The only uncomplicated words that describe my ongoing frustration with modern dating is “lack of effort.” Sounds clinical—I don’t really have a way to spice that up into something hip and snazzy. But I always hear friends of all genders complaining about how little effort their partners put into their relationships, whether they’ve been together for two years or two months. Sometimes, the partner is to blame—maybe they aren’t ready for commitment, are looking for something else, or are just generally clueless. But a lot of the issues with modern dating come from the fact that it is entirely low-effort.

I’ve never been someone who needs flowers every day or a fancy dinner or some sort of wild surprise in a relationship. While those things are appreciated, they’re just things. Relationships are grounded in emotional connection, a connection that oftentimes has to be worked for. Oftentimes, we’re looking for something quick and easy—like scrolling or swiping back and forth. That’s not to say that a relationship should be hard, but getting to know somebody—to love somebody—doesn’t happen overnight. It isn’t like instantly downloading a PDF or finding a Quizlet that magically has all the test answers. Relationships require time and dedication, and it doesn’t seem like very many people in the modern dating scene want to provide those crucial components. 

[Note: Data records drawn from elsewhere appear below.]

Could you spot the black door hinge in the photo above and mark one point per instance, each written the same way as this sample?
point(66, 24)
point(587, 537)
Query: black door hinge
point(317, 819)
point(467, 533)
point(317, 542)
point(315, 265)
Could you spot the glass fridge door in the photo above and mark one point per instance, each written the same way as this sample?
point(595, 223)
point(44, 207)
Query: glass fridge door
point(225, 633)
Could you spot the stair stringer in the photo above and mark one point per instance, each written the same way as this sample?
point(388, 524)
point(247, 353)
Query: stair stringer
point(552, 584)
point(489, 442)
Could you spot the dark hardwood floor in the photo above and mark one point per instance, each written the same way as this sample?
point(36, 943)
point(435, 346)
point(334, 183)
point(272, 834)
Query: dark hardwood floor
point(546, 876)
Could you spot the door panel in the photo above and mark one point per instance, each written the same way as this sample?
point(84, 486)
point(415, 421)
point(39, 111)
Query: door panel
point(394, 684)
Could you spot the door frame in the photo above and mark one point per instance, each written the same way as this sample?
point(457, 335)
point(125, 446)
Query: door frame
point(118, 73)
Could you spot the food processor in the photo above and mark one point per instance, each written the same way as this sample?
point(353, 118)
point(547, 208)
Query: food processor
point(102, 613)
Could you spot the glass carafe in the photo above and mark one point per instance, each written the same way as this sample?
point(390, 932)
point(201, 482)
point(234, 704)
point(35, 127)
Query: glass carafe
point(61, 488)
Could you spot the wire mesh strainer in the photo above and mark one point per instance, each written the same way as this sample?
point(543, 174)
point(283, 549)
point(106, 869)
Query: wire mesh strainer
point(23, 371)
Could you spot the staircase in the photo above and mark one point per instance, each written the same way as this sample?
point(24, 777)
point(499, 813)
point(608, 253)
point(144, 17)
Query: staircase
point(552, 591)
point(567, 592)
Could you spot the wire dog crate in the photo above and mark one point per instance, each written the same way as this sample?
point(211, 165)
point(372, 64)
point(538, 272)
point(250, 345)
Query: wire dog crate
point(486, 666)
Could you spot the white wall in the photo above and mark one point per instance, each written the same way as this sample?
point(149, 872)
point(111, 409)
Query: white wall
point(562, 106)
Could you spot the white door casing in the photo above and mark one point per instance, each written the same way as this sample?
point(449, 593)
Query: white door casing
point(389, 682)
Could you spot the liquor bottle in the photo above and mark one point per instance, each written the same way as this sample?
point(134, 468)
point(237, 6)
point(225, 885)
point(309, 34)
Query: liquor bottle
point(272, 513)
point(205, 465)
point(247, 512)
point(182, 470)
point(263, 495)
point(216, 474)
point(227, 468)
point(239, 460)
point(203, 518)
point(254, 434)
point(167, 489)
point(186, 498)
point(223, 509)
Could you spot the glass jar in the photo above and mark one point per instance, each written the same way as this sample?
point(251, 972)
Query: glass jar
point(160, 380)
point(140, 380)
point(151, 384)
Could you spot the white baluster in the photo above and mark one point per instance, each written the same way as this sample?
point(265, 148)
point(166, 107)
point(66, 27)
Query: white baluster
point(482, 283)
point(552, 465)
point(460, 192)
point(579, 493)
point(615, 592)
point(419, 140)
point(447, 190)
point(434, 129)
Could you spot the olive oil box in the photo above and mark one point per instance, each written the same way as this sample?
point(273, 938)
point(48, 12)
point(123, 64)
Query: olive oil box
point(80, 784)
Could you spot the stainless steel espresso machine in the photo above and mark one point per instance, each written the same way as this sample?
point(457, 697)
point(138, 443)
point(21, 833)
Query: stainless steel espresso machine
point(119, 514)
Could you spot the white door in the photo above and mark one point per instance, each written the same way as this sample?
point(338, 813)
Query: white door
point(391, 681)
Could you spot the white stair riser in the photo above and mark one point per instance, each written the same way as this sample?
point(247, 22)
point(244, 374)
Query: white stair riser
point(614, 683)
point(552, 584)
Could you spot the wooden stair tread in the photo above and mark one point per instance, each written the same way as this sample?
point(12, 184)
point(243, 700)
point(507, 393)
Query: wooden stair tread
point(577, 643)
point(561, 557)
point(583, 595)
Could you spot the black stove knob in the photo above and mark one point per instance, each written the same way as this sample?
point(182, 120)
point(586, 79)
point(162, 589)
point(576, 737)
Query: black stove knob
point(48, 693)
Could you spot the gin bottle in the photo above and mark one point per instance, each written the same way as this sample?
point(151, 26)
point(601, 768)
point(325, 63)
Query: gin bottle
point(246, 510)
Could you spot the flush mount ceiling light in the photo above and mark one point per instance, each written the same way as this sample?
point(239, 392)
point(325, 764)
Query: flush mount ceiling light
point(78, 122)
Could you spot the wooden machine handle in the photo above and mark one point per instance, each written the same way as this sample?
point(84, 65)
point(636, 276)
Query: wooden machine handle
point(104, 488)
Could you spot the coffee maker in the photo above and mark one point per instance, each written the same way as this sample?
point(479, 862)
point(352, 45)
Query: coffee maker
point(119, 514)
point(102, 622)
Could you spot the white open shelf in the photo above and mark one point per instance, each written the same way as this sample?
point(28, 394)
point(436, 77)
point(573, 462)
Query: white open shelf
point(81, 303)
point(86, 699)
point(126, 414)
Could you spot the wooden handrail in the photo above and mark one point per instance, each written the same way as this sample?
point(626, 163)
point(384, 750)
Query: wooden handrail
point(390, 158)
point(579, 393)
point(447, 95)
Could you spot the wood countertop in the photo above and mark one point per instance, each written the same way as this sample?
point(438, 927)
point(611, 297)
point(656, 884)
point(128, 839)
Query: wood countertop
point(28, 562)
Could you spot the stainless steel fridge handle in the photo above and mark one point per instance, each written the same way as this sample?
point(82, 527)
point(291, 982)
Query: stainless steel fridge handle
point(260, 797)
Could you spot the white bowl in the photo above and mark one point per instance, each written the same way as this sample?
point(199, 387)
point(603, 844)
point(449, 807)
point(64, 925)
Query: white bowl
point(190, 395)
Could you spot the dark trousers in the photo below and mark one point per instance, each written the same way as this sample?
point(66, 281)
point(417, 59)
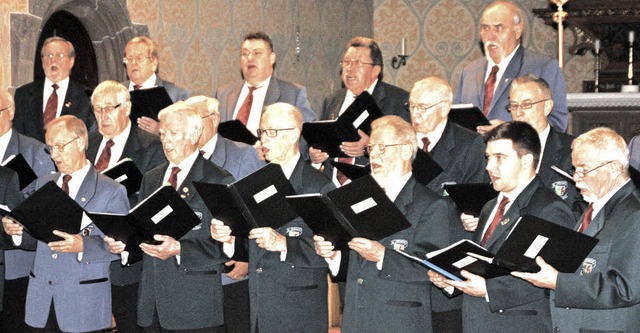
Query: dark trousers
point(14, 299)
point(125, 307)
point(236, 307)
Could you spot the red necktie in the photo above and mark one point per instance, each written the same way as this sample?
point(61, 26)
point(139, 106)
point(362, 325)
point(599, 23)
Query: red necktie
point(339, 175)
point(105, 156)
point(65, 183)
point(51, 108)
point(245, 109)
point(173, 178)
point(496, 219)
point(489, 88)
point(586, 218)
point(425, 144)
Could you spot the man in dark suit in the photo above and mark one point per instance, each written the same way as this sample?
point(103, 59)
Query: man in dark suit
point(17, 261)
point(115, 140)
point(504, 303)
point(288, 282)
point(180, 289)
point(531, 102)
point(69, 288)
point(501, 27)
point(40, 101)
point(603, 294)
point(240, 160)
point(385, 291)
point(362, 69)
point(142, 62)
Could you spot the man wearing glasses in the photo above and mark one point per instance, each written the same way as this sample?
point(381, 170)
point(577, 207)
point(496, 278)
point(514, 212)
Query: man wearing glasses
point(531, 101)
point(288, 282)
point(39, 102)
point(361, 69)
point(385, 291)
point(503, 303)
point(602, 295)
point(115, 140)
point(142, 63)
point(69, 287)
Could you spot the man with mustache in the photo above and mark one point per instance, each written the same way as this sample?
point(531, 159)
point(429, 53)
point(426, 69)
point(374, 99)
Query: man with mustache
point(43, 100)
point(485, 82)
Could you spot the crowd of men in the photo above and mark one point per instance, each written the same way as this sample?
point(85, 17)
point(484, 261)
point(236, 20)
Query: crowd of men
point(275, 280)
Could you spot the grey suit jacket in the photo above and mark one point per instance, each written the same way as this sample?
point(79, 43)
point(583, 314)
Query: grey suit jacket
point(237, 158)
point(29, 117)
point(514, 302)
point(291, 295)
point(79, 289)
point(187, 295)
point(397, 298)
point(471, 85)
point(603, 295)
point(278, 91)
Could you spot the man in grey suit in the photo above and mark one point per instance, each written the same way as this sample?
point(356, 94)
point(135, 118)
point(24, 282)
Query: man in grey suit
point(362, 69)
point(17, 261)
point(385, 291)
point(115, 140)
point(240, 160)
point(69, 288)
point(142, 61)
point(288, 283)
point(603, 294)
point(501, 27)
point(180, 288)
point(42, 100)
point(531, 102)
point(505, 303)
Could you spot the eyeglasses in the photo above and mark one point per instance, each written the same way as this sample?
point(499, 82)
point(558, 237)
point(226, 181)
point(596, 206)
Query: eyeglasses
point(271, 132)
point(381, 147)
point(581, 174)
point(6, 108)
point(50, 57)
point(138, 59)
point(422, 108)
point(107, 109)
point(525, 105)
point(356, 63)
point(59, 147)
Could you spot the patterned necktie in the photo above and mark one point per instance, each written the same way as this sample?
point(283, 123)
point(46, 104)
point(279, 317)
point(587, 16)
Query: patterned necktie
point(586, 218)
point(245, 109)
point(65, 183)
point(173, 178)
point(489, 87)
point(496, 219)
point(425, 144)
point(51, 108)
point(105, 156)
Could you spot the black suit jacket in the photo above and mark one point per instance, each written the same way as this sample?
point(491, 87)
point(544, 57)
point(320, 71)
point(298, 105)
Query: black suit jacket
point(29, 117)
point(514, 302)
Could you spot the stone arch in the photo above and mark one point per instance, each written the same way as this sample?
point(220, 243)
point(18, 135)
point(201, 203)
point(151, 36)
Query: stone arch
point(107, 22)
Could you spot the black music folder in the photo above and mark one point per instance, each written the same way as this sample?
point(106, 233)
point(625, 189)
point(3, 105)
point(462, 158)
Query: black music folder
point(468, 116)
point(257, 200)
point(48, 209)
point(563, 248)
point(471, 197)
point(126, 173)
point(425, 169)
point(148, 102)
point(328, 135)
point(358, 209)
point(235, 130)
point(18, 164)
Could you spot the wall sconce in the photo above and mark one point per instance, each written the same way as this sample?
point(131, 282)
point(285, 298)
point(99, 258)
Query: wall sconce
point(400, 59)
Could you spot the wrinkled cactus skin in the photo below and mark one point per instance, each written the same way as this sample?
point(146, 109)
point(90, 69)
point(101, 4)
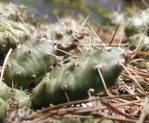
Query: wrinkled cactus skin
point(29, 62)
point(77, 77)
point(13, 33)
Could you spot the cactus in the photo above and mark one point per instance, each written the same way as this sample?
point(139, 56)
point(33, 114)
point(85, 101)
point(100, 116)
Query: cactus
point(3, 108)
point(6, 94)
point(77, 77)
point(29, 62)
point(13, 33)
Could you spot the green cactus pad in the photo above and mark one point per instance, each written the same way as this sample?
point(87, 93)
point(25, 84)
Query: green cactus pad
point(77, 77)
point(29, 62)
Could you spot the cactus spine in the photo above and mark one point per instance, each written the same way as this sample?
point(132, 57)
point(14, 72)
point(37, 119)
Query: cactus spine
point(77, 77)
point(29, 62)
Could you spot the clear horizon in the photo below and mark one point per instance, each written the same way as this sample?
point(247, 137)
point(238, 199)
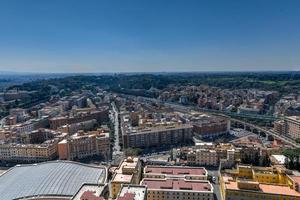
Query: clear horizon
point(149, 36)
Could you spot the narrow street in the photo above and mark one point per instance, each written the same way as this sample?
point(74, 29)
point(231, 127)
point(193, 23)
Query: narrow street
point(117, 153)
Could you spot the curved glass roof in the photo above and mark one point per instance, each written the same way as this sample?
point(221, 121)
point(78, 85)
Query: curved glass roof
point(58, 178)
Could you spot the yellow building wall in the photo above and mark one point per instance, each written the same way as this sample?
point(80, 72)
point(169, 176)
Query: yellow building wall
point(245, 172)
point(237, 195)
point(115, 188)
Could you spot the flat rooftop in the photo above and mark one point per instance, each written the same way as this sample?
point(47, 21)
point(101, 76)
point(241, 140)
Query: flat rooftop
point(96, 190)
point(169, 170)
point(178, 184)
point(54, 178)
point(123, 178)
point(266, 188)
point(132, 192)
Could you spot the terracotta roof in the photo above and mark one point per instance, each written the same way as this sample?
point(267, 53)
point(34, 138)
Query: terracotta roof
point(89, 195)
point(267, 188)
point(127, 196)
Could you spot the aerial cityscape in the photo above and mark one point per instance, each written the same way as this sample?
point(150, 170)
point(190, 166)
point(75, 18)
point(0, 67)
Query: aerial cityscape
point(149, 100)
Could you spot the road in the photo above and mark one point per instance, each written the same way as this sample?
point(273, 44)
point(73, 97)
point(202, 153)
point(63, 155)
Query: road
point(281, 137)
point(115, 120)
point(216, 185)
point(2, 122)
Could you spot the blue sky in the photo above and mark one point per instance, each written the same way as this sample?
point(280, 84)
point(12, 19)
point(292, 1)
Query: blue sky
point(149, 35)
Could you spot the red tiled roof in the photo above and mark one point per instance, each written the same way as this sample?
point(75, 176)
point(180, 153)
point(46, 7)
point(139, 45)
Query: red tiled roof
point(127, 196)
point(89, 195)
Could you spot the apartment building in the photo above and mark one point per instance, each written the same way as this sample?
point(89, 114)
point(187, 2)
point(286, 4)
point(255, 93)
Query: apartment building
point(249, 182)
point(85, 144)
point(157, 136)
point(203, 157)
point(183, 172)
point(128, 172)
point(99, 115)
point(132, 192)
point(290, 127)
point(29, 153)
point(169, 189)
point(211, 127)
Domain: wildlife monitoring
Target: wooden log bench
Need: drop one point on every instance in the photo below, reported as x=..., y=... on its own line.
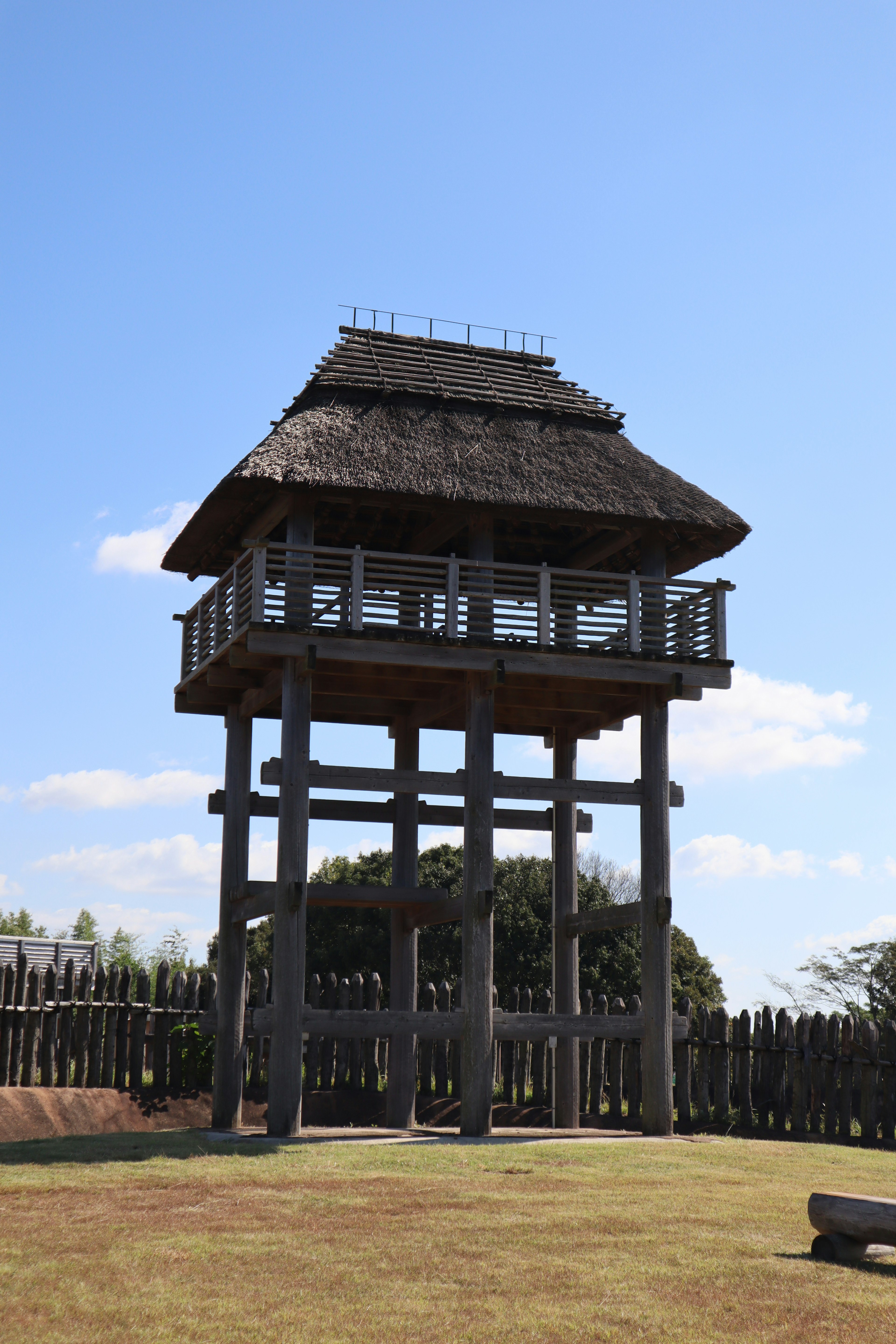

Low-effort dating means a lack of communication—you spend most of your time watching Netflix on the couch than you do talking, or—after five months of “dating”—still don’t know whether you’re in a real relationship or if you’re just “talking.” Low-effort dating means ghosting someone that you met maybe once or twice instead of telling them you’re no longer interested and why. It means having DMs full of “backups” if tonight’s date doesn’t go as planned, or—as seen in a very real case with one of my old roommates—wanting a “boo for the holidays” with no real plans to continue the relationship afterward. Low-effort dating sucks, and it encourages people to put as little as they possibly can into something that naturally asks for so much. 

So what do you do if you’re stuck in this limbo or have had bad experiences yourself? Unfortunately, the best advice I have is to be the change you want to see. If you want a more intimate, passionate connection with your partner or your future partner, here are some tips to survive the modern dating scene: 

1. Show up. Hate to break it to you, but a ten-minute phone call every night—even if it is every night—and some texting throughout the day don’t make up for being there in person—especially if you’re able to be. Long-distance couples have a pass on this one, but those who are able to see their partners need to make the effort to see them. It won’t always be convenient, but what is? 

2. Actually talk to people. And I’m not talking about DMing that hot guy you added on Instagram last week. It might have taken that guy a lot of courage to ask my friend for her Snapchat info at the bar, but it would have taken more courage (and been more impressive) if he had asked for permission to sit down and talk to her. Texting and meme-sharing are all in good fun, but (again) it doesn’t replace face-to-face interaction. 

3. Don’t play mind games. Let the person you’re seeing know exactly what you’re looking for—especially if you’re wanting something long-term. Distancing yourself from people who are always changing what they want—especially if the rules to a relationship only apply to you instead of both of you. 

Whether you’re new to this new world of dating or have been traversing it for a while now, it can get pretty brutal out there. Even when we get flustered by the pace of modern dating or the pressure society places on us to be in a relationship at all, it’s most important to be genuine and be yourself. It might seem hopeless at times; we all have some sort of online dating horror story that’s as disheartening as it is funny. But there’s someone out there for everyone. Don’t be afraid to take the time to get to them.